Learning and testing
Constructing a useful test can be very difficult.
Our tutoring consultant has had a very full schedule this past couple of weeks. He puts it down mostly to the first full-scale tests in classrooms, before which some students decided they needed extra preparation and after which other students found they should have had it. The first standardized-test dates of the school year added some additional pressure.
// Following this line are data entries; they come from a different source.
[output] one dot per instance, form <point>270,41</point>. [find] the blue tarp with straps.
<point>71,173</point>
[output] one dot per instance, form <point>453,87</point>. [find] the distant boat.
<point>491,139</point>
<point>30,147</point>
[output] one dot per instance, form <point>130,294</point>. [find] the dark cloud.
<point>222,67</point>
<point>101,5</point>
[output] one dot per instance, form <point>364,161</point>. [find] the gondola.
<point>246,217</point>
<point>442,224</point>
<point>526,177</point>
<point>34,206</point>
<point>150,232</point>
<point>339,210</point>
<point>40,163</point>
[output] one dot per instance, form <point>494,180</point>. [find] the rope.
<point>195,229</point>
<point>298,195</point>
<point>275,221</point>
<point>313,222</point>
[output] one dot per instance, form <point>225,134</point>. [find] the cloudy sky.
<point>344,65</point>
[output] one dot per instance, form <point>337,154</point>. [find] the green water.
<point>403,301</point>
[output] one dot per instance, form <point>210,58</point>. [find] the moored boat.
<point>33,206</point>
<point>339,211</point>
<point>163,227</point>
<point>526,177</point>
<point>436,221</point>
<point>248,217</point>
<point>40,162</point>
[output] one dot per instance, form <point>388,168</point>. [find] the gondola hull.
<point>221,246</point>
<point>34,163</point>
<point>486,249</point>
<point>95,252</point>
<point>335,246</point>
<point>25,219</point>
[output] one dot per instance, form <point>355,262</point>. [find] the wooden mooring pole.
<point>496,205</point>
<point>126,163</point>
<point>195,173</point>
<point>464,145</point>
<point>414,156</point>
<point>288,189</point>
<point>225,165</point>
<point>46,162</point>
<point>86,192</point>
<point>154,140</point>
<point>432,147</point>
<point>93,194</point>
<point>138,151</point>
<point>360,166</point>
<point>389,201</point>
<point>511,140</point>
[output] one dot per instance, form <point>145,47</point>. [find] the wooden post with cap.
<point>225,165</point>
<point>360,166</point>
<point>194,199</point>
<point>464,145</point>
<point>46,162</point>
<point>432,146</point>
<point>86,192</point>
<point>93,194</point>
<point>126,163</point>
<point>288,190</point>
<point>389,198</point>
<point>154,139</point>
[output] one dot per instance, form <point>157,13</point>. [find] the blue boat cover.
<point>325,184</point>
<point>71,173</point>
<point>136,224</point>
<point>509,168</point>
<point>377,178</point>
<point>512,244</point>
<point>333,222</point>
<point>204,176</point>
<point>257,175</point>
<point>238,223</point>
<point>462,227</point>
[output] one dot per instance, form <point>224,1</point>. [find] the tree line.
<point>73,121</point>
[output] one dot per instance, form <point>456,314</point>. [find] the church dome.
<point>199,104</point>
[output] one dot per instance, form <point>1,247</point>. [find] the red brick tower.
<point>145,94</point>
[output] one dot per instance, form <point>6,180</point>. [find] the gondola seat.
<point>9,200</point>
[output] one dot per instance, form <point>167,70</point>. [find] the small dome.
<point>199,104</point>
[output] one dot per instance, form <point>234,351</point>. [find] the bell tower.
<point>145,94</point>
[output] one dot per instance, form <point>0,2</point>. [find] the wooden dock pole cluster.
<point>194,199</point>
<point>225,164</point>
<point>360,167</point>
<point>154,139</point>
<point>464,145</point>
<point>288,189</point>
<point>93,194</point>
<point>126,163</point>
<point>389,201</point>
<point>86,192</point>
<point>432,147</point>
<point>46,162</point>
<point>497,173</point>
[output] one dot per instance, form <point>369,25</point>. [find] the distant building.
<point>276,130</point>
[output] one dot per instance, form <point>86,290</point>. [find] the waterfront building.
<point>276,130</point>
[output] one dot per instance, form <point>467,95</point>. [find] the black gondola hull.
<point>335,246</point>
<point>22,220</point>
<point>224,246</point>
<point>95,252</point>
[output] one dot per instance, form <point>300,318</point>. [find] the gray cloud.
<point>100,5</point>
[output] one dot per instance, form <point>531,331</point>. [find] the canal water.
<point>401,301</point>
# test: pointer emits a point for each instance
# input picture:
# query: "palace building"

A few students have asked questions about how best to study, in particular how to memorize the necessary elements of trigonometry or the conjugations of a Spanish verb. Alas, there are no magic ways (that we know of). Repeated practice and self-testing over time constitute the basic technique. Later on, using the Unit Circle in problem after problem and writing proper Spanish sentences will cement the knowledge until it’s second nature. At least that’s the aim. Our tutor continues by pointing out that each person learns differently, and it’s valuable to discover one’s own best methods.
But recently he’s come to the conclusion that another bit of self-knowledge is equally important, at least in the short run: how much do I know, and how well do I know it? It’s possible to be quite mistaken about this. A student who can follow an example problem in class might decide she understands the method, but still be quite unable to work one on her own. One who works a problem by following a pattern may not understand how to apply the principles elsewhere (this is common in Physics). On the other hand, our tutor remembers one student in particular who was convinced she had no grasp of trigonometry. He made a few connections between the isolated ideas she did have, and suddenly she understood the subject. (He cherishes this memory, which is admittedly a bit simplified. Rarely has he gotten such a big return for such a small effort.)
Well, how does a student find out the state of his or her understanding? Mostly (in our subjects) through problem sets and tests (in the latter we include everything from weekly quizzes to final exams). If you’ve not been a teacher you may not understand just how time-consuming and tedious constructing these can be. You have to have variety, so the students are required to analyze each anew; and volume, to give plenty of practice.
It can also be difficult to test what you want to test. In Physics, for example, the teacher wants to see whether the student understands forces, combinations and components of forces, and how they produce acceleration. For this, the venerable inclined plane is trotted out again and again. Done correctly, an inclined-plane problem does indeed demonstrate these things. But there are limits to how much variety a teacher can include in such a problem. Many students simply memorize a pattern, involving mu cosine theta and m sine theta, and it works often enough for them to get by. Our astronomer tried to get around this by including short essay questions. They proved very difficult to grade. For students at the top and bottom, their understanding or lack of it was clear. However, to interpret a paragraph as either slightly or greatly confused was often a puzzle. When one student found he could store whole paragraphs out of the textbook in his calculator, our astronomer gave up the idea.
Of course the problem is not restricted to introductory Physics, and we would be surprised if something similar couldn’t be identified in subjects other than the hard sciences. The test of a really good teacher could be the ability to construct a good test.